Mary Gaitskill Reads Revelation (Again, For the First Time)

A stirring second excerpt from Mary Gaitskill’s essay “Revelation”, this part comes toward the end, […]

David Zahl / 6.10.14

A stirring second excerpt from Mary Gaitskill’s essay “Revelation”, this part comes toward the end, where she talks about how her approach to the last book of the Bible has evolved since her initial conversion:

dragon-sun-womanWhen I look at Revelation now, it still seems frightening and impenetrable, and it still suggests a fearful, inexorable order that is unknowable by us, in which our earthly concerns matter very little. However, it no longer reads to me like a chronicle of arbitrarily inflicted cruelty. It reads like a terrible abstract of how we violate ourselves and others and thus bring down endless suffering on earth. When I read “And they blasphemed God of heaven because of their pain and their sores, and did not repent of their deeds,” I think of myself and dozens of other people I’ve known or know who blaspheme life itself by failing to have the courage to be honest and kind. And how we then rage around and lash out because we hurt. When I read “fornication,” I no longer read it as a description of sex outside marriage: I read it as sex done in a state of psychic disintegration, with no awareness of one’s self or one’s partner, let along any sense of honor or even real playfulness. I still don’t know what to make of the doctrine of the Nicolaitanes, among other things, but I’m now inclined to read it as a writer’s primitive attempt to give form to his moral urgency, to create a structure that could contain and give ballast to the most desperate human confusion.

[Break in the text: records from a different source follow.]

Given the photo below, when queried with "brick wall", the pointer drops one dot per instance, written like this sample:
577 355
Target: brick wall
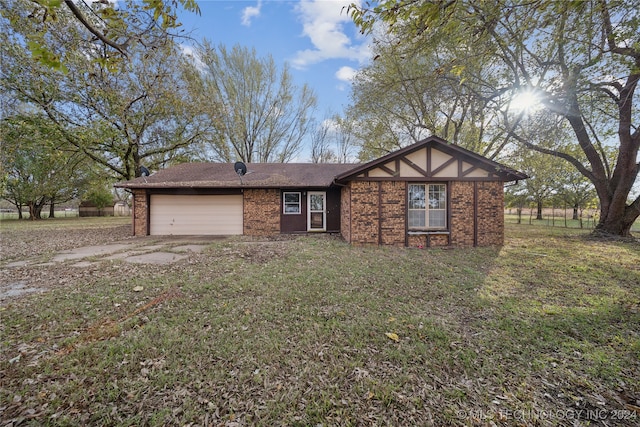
345 213
261 212
490 213
392 222
364 212
140 210
462 213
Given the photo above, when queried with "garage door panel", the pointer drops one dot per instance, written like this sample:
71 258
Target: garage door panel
190 214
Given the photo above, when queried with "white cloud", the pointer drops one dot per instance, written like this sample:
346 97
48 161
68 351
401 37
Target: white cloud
346 74
325 22
192 54
250 12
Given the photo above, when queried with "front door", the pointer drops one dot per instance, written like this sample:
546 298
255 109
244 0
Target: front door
317 211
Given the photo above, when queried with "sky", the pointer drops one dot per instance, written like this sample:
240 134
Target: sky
316 38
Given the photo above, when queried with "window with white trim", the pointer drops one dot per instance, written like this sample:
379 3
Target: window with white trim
427 206
291 203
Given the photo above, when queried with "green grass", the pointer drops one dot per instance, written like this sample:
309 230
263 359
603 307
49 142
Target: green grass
588 223
294 333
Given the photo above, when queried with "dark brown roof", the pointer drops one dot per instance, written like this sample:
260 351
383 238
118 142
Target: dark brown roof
505 173
259 175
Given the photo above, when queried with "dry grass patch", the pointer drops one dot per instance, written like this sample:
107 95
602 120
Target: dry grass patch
543 331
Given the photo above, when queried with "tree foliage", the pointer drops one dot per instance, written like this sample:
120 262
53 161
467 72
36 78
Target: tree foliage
580 59
139 113
397 94
38 169
114 27
257 112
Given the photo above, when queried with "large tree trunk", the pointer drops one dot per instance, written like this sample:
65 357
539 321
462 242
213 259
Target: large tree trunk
539 211
617 220
35 209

In the past, my compassion felt inadequate in the face of Revelation because my compassion was small–perhaps immature is a better word–and conditional. I could not accept what I read there because it did not fit my idea of how life should be, even though I could feel the truth of it in my psyche. Now I recognize, with pain, a genuine description of how hellish life can be, and how even God can’t help us because we won’t allow it. Paradoxically, I find that the more you accept the pain and fear inherent in human experience, the greater your compassion can become, until finally it is no longer merely your compassion but a small part of the greater love epitomized in the Bible as Jesus.